0
votes

I have 2 spark jobs which connect to Cassandra using the spark-cassandra connector. https://github.com/datastax/spark-cassandra-connector

First job uses Kafka to stream data in Spark and process in real time. After processing each message, it saves the message to Cassandra.

Second job is a batch job which is deployed every 10 seconds to read data from cassandra.

So, one streaming spark job is writing the data to a Cassandra keyspace and other batch job is deployed again and again to read data from the SAME keyspace. My question is:

Can you open 2 sessions from 2 spark jobs to read/write the same keyspace ?

Note: I am also using the same username/password to connect to cassandra from both spark jobs.

1
Do you want the Batch job to be cumulative or just the last 10 Seconds?RussS
I want it to be Commulative.Behroz Sikander

1 Answers

0
votes

I found the solution. The problem had nothing to do with Cassandra. My Spark cluster had very limited resources. All of the resources were taken by my streaming job. When I deployed my batch job, there were no resources to allocate and my job was in waiting state. Once the other job was done, my batch job was able to run.

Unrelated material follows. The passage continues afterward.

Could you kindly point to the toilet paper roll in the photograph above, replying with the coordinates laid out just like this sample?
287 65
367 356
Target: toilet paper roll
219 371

I changed the configuration of both of my spark jobs to use only 1 core and 1 gb of RAM for driver/executor. Now, both of my jobs run in parallel without any issue. Both jobs are using the same username/password to connect to Cassandra and one job is writing to cassandra while the other job is reading from the same keyspace.

Replication factor for my keyspace is 1.

Since, my batch job was hanging, I thought that the problem must be with Cassandra because I am reading/writing to same keyspace. This was my first time interacting with cassandra so ....